Optimizing a Pandas DataFrame Transformation to Link two Columns - python

Given the following df:
SequenceNumber | ID | CountNumber | Side | featureA | featureB
0 0 | 0 | 3 | Sell | 4 | 2
1 0 | 1 | 1 | Buy | 12 | 45
2 0 | 2 | 1 | Buy | 1 | 4
3 0 | 3 | 1 | Buy | 3 | 36
4 1 | 0 | 1 | Sell | 5 | 11
5 1 | 1 | 1 | Sell | 7 | 12
6 1 | 2 | 2 | Buy | 5 | 35
I want to create a new df such that for every SequenceNumber value, it takes the rows with the CountNumber == 1, and creates new rows where if the Side == 'Buy' then put their ID in a column named To. Otherwise put their ID in a column named From.
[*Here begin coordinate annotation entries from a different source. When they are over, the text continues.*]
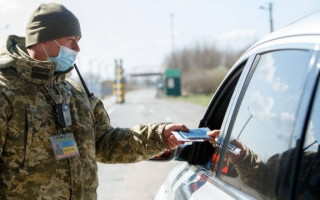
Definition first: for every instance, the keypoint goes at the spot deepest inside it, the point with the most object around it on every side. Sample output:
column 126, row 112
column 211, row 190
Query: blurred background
column 201, row 38
column 148, row 59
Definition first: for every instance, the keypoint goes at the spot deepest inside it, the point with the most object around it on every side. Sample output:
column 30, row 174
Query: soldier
column 51, row 132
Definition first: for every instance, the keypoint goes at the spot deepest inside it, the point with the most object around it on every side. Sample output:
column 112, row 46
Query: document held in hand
column 195, row 135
Then the empty column out of From and To will take the ID of the row with the CountNumber > 1 (there is only one per each SequenceNumber value). The rest of the features should be preserved.
NOTE: basically each SequenceNumber represents one transactions that has either one seller and multiple buyers, or vice versa. I am trying to create a database that links the buyers and sellers where From is the Seller ID and To is the Buyer ID.
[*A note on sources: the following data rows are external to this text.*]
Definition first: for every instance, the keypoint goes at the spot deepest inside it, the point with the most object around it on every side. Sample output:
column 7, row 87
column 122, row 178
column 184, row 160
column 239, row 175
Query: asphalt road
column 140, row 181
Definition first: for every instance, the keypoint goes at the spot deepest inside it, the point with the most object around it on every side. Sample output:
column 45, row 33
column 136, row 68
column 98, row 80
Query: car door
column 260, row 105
The output should look like this:
SequenceNumber | From | To | featureA | featureB
0 0 | 0 | 1 | 12 | 45
1 0 | 0 | 2 | 1 | 4
2 0 | 0 | 3 | 3 | 36
3 1 | 0 | 2 | 5 | 11
4 1 | 1 | 2 | 7 | 12
I implemented a method that does this, however I am using for loops which takes a long time to run on a large data. I am looking for a faster scalable method. Any suggestions?
Here is the original df:
df = pd.DataFrame({'SequenceNumber ': [0, 0, 0, 0, 1, 1, 1],
'ID': [0, 1, 2, 3, 0, 1, 2],
'CountNumber': [3, 1, 1, 1, 1, 1, 2],
'Side': ['Sell', 'Buy', 'Buy', 'Buy', 'Sell', 'Sell', 'Buy'],
'featureA': [4, 12, 1, 3, 5, 7, 5],
'featureB': [2, 45, 4, 36, 11, 12, 35]})

You can reshape with a pivot, select the features to keep with a mask and rework the output with groupby.first then concat:
features = list(df.filter(like='feature'))
out = (
# repeat the rows with CountNumber > 1
df.loc[df.index.repeat(df['CountNumber'])]
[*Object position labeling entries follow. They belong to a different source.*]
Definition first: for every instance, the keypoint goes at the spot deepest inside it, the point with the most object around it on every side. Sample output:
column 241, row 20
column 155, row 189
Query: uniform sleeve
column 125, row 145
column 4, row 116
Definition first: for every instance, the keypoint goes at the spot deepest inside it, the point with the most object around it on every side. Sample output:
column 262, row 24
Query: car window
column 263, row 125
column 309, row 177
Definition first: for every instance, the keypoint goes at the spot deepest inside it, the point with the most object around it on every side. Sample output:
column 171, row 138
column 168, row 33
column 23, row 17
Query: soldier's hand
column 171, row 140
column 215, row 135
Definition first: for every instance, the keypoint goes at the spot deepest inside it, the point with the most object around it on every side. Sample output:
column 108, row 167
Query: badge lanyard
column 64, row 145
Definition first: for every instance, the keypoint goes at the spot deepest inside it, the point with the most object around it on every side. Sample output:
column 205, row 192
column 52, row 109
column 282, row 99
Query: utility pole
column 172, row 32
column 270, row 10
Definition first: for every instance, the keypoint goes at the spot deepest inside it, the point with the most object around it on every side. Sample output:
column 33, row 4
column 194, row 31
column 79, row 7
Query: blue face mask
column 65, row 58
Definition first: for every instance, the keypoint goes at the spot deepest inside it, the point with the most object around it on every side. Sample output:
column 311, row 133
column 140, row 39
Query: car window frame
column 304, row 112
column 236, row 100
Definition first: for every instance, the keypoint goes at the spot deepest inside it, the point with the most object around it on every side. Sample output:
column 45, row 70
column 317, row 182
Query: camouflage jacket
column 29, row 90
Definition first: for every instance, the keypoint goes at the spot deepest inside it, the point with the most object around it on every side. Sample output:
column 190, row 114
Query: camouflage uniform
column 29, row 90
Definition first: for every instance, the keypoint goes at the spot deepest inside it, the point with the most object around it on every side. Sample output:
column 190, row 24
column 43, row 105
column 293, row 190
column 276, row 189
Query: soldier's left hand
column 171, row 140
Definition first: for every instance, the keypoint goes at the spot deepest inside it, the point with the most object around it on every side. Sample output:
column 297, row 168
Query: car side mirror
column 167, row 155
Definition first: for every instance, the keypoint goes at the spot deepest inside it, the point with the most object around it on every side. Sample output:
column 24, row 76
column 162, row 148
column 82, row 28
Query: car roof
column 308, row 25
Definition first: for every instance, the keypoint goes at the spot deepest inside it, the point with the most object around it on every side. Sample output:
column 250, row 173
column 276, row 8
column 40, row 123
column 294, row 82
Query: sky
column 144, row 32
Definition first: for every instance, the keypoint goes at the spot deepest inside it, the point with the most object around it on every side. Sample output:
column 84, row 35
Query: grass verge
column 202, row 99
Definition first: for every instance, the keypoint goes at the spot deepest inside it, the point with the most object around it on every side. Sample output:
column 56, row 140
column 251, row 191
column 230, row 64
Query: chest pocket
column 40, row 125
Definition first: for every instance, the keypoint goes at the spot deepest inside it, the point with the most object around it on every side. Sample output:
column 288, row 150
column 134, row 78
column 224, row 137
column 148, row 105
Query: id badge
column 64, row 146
# rename Sell/Buy into from/to and de-duplicate the rows per group
.assign(Side=lambda d: d['Side'].map({'Sell': 'from', 'Buy': 'to'}),
n=lambda d: d.groupby(['SequenceNumber', 'Side']).cumcount()
)
# mask the features where CountNumber > 1
.assign(**{f: lambda d, f=f: d[f].mask(d['CountNumber'].gt(1)) for f in features})
.drop(columns='CountNumber')
# reshape with a pivot
.pivot(index=['SequenceNumber', 'n'], columns='Side')
)
out = (
pd.concat([out['ID'], out.drop(columns='ID').groupby(level=0, axis=1).first()], axis=1)
.reset_index('SequenceNumber')
)
Output:
SequenceNumber from to featureA featureB
n
0 0 0 1 12.0 45.0
1 0 0 2 1.0 4.0
2 0 0 3 3.0 36.0
0 1 0 2 5.0 11.0
1 1 1 2 7.0 12.0
atlernative using a merge like suggested by ifly6:
features = list(df.filter(like='feature'))
df1 = df.query('Side=="Sell"').copy()
df1[features] = df1[features].mask(df1['CountNumber'].gt(1))
df2 = df.query('Side=="Buy"').copy()
df2[features] = df2[features].mask(df2['CountNumber'].gt(1))
out = (df1.merge(df2, on='SequenceNumber').rename(columns={'ID_x': 'from', 'ID_y': 'to'})
.set_index(['SequenceNumber', 'from', 'to'])
.filter(like='feature')
.pipe(lambda d: d.groupby(d.columns.str.replace('_.*?$', '', regex=True), axis=1).first())
.reset_index()
)
Output:
SequenceNumber from to featureA featureB
0 0 0 1 12.0 45.0
1 0 0 2 1.0 4.0
2 0 0 3 3.0 36.0
3 1 0 2 5.0 11.0
4 1 1 2 7.0 12.0

Initial response. To get the answer half complete. Split the data into sellers and buyers. Then merge it against itself on the sequence number:
ndf = df.query('Side == "Sell"').merge(
df.query('Side == "Buy"'), on='SequenceNumber', suffixes=['_sell', '_buy']) \
.rename(columns={'ID_sell': 'From', 'ID_buy': 'To'})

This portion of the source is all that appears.